Q&A with Maya Angelou
Published: Monday, February 25, 2013
Updated: Monday, April 22, 2013 21:04
What is the most rewarding thing about speaking to audiences, especially in a college setting?
Wonderful question. I love those faces. I love to be around young people and to say something and have it click with them and almost see the little arrows go off of their head. It’s wonderful because young people are thirsty for knowledge and sometimes they don’t know, but that’s the only thing that keeps the schools filled with students. No one has a whip pushing them into school. Sometimes they go willingly because they want to know, so that always excites me.
What does Black History Month mean to you?
Black history is exciting, particularly because, unfortunately, the history books are not as fair with African-American history as the writers are with standard American history—that is, white American history, so it’s exciting for a number of reasons. It’s exciting because we are aware of how rich our history is and people need heroes and “sheroes” in order to believe ‘I’m worth something, I know that I come from people who are worth something.’ We all have a reason for being. If the playing fields were even, African-American history would be taught in American history, so with Asian-American and Latino-American [history], it would all be taught fairly, but it’s not, so until that time happens we have to have African-American history. We have to have history month, and I think two or three months wouldn’t be bad.
Going off of that point, you write a lot about women’s rights and especially black women’s right. Being a black female role model, what do you hope black women can take from your life?
Well, that they’re worth more. They’re worth more than then they think. They are worth more than being called the “B word”—that we have kept our own stories alive by telling them to their children and living lives where sometimes we are the breadwinners and really the head of households. So many people can tell us about being raised by a mother. The father was present. I’m sorry about that—I’m sorry to even know that’s true. African-American women not only need to respect themselves but other women. There was a song once that said, ‘I don’t want no woman hanging around me and my man.’ That’s so stupid. Some women say they understand men better then women and it’s unfortunate because that’s not very smart. You have to be on your own side. How can anybody ask someone else to be on your side if you’re not on your side?
What do you want the audience to gain out of what you speak about?
I hope that they’ll take notes, and I hope that they’ll talk amongst themselves after and that’ll they’ll read some of the books I would suggest to them and some of the writers I would suggest to them and that they’ll write me notes. People often do and sometimes they’ll get on Facebook and tell me all sorts of things. I have a Facebook with 4 million fans.
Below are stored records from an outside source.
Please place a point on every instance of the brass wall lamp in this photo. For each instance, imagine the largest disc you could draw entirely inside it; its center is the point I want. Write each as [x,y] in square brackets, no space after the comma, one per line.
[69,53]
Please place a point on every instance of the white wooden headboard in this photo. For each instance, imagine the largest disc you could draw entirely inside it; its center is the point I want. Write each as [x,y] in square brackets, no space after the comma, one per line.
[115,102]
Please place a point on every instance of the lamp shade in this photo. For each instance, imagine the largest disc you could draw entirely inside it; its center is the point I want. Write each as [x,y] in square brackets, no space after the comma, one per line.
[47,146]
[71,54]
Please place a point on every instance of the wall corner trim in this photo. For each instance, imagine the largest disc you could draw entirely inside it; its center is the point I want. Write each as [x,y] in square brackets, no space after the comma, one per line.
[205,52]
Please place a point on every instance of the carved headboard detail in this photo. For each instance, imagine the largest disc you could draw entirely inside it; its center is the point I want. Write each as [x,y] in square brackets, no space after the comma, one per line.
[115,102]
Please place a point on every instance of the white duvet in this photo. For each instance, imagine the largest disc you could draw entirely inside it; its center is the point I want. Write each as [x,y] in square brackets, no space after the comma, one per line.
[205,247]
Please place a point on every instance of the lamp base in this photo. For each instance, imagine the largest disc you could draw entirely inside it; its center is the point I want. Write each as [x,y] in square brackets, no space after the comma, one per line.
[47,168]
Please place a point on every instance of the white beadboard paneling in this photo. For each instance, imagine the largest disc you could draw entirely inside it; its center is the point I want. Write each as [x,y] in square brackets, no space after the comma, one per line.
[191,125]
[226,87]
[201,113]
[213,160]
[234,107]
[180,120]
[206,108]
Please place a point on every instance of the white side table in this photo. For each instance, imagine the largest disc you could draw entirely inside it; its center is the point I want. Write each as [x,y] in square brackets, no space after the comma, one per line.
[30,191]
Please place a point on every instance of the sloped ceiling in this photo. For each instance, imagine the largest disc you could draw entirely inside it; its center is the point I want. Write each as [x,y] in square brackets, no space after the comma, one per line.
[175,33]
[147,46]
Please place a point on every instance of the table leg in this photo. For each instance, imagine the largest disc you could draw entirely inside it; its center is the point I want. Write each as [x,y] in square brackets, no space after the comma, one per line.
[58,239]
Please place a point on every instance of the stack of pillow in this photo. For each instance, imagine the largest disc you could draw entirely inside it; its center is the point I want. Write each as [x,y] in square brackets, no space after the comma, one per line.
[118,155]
What’s next for you? Do you have any up and coming projects?
Yes, I have a book coming out called, “Mom & Me & Mom”
What inspired you to write this book?
Many people have asked me, ‘How did you get to be this way? How do get to be Maya Angelou, born black in the poor white country where money is adored?’ Well actually because of the love of my mother and my brother who taught me that I really was worth everything, that I really was smart, that I really could hope to do everything and because of that, I’ve done fabulous things. You know, born black and poor in the south and female. And I’ve been translated in Yugoslavia, and I lived in Egypt and worked as a journalist and conduct the “Boston Talks” and all sorts of wonderful things so far, and I’m just celebrating my 84th birthday.
I have one last question. What are you most proud of in your career as of now?
I can’t say one thing. I can say that I’m grateful that I have been courageous and tried to do a number of things and my best. Not everything I’ve written is a masterpiece, not every song I’ve composed is a masterpiece, but I continue to work and I’m grateful for that. I’m grateful to try to be a Christian. I’m trying to be a Christian and that’s no small matter. It’s like trying to be a Muslim or Buddhist or Jew. It’s not something you achieve and then sit back and rub your hands together and say, ‘I got it.’ But I’m trying, I’m working on it—and I’m grateful for that.